The Australian breeding industry is the second largest in the world, with an interim economic report showing breeding alone sustained almost 9,500 jobs across the nation.
The broader racing industry contributes over $8.5 billion to the national economy, according to the same research, and is responsible for some 69,000 full time jobs in Australia.
Deputy Prime Minister and keen racing fan Michael McCormack attended, along with Deputy Nationals Leader Bridget McKenzie, Agriculture Minister David Littleproud and Special Drought Envoy Barnaby Joyce, Labor senator Anthony Chisholm and Liberal MPs Tony Pasin, Warren Entsch and Nicole Flint also were at the event.
Chief Government Whip Nola Marino and co-convenor of the Parliamentary Friends of Primary Producers said the bipartisan event united politicians. “This industry is really, really, important, it employs 69,000 people,” Marino said. “All of the stud breeders around this room, you know what you mean to rural and regional Australia.”
Hunter MP, and Shadow Agriculture Minister and co-convenor of the Parliamentary Friends of Primary Producers, Joel Fitzgibbon said the event had continued its history of reminding us the racing industry begins on a farm.
“Next time you’re at Randwick, Flemington or Moonee Valley think about where it all begins,” Fitzgibbon said. “An industry worth itself much more than $1 billion to our economy and a thoroughbred breeding industry that sustains about 10,000 people across the country – that’s what we want you to be thinking about tonight.”
He was more than happy to claim the association with Winx, who was bred at Coolmore Stud in his Hunter Valley electorate and on Saturday will seek to take her unbeaten run to 29 races.
Winx’s co-owners Debbie Kepitis and Peter Tighe were the star attractions, alongside the champion mare’s three Cox Plates which were on display as she shoots for a record fourth on Saturday.

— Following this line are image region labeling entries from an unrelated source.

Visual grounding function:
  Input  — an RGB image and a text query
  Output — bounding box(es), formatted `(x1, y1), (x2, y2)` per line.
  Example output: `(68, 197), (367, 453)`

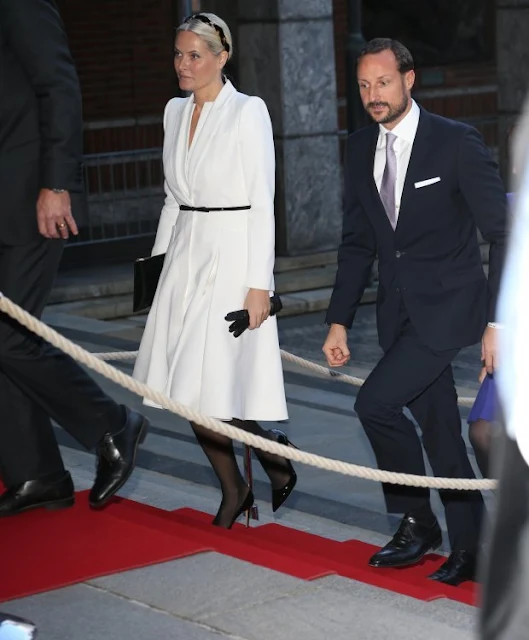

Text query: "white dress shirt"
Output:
(373, 100), (421, 220)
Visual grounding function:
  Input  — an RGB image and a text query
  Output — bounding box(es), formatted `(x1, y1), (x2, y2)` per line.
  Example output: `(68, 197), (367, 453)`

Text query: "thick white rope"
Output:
(0, 293), (496, 491)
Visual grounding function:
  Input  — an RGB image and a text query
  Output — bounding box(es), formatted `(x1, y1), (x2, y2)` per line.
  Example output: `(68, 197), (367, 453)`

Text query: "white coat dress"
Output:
(133, 81), (288, 421)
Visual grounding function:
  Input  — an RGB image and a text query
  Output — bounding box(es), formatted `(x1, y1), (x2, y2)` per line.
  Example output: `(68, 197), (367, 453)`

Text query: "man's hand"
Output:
(481, 327), (499, 374)
(322, 324), (351, 367)
(244, 289), (270, 329)
(37, 189), (79, 240)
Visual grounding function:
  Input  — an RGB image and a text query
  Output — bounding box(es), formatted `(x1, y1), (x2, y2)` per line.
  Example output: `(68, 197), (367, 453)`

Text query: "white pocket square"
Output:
(415, 176), (441, 189)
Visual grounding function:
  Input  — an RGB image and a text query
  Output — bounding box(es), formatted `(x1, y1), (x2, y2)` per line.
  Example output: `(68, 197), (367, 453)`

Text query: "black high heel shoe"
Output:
(211, 488), (254, 529)
(269, 429), (298, 513)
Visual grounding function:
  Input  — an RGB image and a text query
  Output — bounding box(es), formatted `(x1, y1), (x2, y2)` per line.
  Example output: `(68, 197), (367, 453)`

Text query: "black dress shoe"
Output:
(428, 551), (477, 587)
(0, 471), (75, 518)
(369, 514), (443, 568)
(269, 429), (298, 513)
(88, 409), (149, 509)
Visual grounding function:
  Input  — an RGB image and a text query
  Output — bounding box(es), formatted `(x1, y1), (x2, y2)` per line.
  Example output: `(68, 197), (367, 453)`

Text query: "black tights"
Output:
(191, 419), (290, 527)
(468, 419), (492, 478)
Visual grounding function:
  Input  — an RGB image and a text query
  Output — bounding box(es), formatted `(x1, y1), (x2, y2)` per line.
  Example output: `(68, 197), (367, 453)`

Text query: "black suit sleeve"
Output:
(0, 0), (83, 191)
(458, 129), (507, 322)
(326, 139), (377, 328)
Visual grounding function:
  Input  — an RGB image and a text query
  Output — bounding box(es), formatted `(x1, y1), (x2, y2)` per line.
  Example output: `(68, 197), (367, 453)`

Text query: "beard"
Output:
(366, 94), (409, 124)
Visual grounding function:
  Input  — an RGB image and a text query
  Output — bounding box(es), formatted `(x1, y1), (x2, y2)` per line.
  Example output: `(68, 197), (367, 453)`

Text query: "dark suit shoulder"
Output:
(421, 107), (479, 138)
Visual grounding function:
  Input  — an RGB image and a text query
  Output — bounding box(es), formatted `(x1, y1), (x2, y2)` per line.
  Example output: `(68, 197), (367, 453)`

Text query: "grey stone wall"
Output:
(237, 0), (342, 255)
(496, 0), (529, 183)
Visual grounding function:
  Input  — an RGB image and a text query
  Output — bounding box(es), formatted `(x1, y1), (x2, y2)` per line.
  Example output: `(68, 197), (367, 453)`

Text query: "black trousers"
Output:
(0, 238), (124, 487)
(479, 436), (529, 640)
(355, 306), (483, 552)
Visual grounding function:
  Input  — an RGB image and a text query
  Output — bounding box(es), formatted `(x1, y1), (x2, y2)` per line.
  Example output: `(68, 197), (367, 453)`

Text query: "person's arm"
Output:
(151, 98), (180, 256)
(458, 128), (507, 322)
(458, 128), (507, 373)
(322, 139), (377, 367)
(0, 0), (83, 239)
(239, 97), (275, 329)
(326, 135), (377, 328)
(0, 0), (83, 191)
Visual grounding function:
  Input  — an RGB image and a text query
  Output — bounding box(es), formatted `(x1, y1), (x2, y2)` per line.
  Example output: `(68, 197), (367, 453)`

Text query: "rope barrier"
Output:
(0, 293), (496, 491)
(92, 349), (475, 407)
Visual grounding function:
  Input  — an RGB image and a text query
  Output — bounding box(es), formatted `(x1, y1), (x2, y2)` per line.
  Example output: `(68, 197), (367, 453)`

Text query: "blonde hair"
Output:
(176, 12), (233, 60)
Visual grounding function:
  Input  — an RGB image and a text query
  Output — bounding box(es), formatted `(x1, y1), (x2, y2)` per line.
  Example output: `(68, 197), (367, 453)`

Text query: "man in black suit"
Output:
(0, 0), (148, 517)
(323, 38), (506, 585)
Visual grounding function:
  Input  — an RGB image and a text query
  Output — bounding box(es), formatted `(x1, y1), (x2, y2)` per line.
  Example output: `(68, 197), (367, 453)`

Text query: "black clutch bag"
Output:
(224, 293), (283, 338)
(132, 253), (165, 313)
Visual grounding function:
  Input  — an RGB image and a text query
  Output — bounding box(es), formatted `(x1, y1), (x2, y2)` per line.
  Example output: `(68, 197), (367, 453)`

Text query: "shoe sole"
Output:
(90, 418), (151, 509)
(368, 539), (443, 569)
(0, 496), (75, 518)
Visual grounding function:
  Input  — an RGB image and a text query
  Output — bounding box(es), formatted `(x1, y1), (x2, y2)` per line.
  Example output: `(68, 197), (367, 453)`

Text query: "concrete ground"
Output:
(0, 306), (490, 640)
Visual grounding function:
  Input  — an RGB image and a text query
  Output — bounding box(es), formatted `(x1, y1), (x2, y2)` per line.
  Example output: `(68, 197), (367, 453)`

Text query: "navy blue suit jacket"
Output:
(0, 0), (84, 245)
(326, 109), (507, 351)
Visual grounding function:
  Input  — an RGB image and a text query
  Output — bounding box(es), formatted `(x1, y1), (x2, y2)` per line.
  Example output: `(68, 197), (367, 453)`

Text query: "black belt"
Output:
(180, 204), (252, 213)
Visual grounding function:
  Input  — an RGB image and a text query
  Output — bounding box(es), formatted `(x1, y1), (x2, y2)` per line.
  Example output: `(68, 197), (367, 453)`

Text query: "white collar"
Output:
(379, 100), (421, 144)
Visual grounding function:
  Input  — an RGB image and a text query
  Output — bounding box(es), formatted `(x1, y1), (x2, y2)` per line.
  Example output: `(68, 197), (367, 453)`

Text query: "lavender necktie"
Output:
(380, 133), (397, 229)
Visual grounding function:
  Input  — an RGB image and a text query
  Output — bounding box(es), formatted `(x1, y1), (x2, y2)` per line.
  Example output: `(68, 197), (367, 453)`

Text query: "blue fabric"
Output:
(467, 193), (514, 424)
(468, 375), (496, 424)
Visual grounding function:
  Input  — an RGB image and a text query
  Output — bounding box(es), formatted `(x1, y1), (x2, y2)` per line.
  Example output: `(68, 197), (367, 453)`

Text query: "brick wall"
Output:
(58, 0), (177, 153)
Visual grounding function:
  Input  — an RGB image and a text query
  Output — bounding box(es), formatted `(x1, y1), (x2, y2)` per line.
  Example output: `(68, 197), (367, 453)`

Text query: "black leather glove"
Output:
(224, 293), (283, 338)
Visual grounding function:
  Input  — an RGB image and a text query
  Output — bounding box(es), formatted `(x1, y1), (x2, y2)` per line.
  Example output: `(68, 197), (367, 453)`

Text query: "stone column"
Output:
(237, 0), (342, 256)
(496, 0), (529, 184)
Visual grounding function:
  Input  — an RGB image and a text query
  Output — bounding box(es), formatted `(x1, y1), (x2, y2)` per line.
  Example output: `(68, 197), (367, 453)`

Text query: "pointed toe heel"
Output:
(270, 429), (298, 513)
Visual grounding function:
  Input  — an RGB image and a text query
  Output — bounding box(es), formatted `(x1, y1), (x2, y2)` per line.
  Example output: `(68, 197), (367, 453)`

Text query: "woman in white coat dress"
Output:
(134, 13), (296, 528)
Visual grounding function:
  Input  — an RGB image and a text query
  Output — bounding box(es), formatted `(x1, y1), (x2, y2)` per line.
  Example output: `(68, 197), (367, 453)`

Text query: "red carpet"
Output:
(0, 493), (476, 604)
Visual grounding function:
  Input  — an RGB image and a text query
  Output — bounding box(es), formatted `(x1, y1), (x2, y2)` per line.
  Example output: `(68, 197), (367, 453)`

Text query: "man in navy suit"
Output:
(323, 38), (507, 585)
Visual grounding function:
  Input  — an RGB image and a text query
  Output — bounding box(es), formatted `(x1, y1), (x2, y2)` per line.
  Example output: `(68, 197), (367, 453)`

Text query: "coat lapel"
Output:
(187, 80), (236, 191)
(396, 109), (432, 231)
(171, 96), (195, 204)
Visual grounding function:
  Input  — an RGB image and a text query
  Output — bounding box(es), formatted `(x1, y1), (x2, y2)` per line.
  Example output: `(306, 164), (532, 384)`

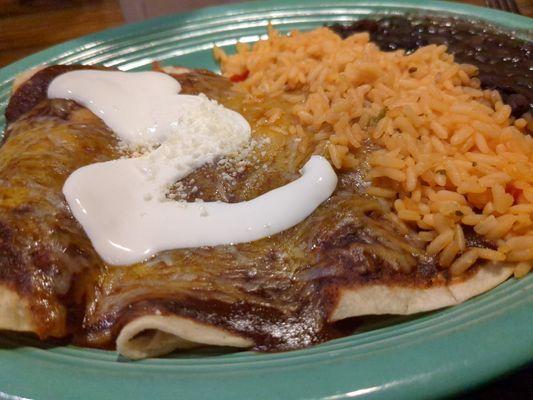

Mrs Kepitis’s famous Ingham family raced champion and leading sire Lonhro before the Australian-bred Winx took the world by storm. “Lonhro was bred here. But nothing make me more proud than it’s an Australian product and also to think that I’ve got a better one than my dad and uncle – and my dad’s jealous,” she said.
Melbourne Cup winning jockey Michelle Payne, who is now forging a career as a trainer, reflected on her path to stardom aboard Prince of Penzance. “The love of the animal and growing up with them, learning to work with them and building that association is what I absolutely love about the industry,” she said.
Mr Morrison set the tone of the event by lifting his limited edition Winx Carlton Draught can with a toast: “here’s cheers to the racing industry”.
Earlier in the day he had hosted the connections of Winx in his office to offer them a personal message of good luck as the mare seeks an unprecedented fourth Cox Plate.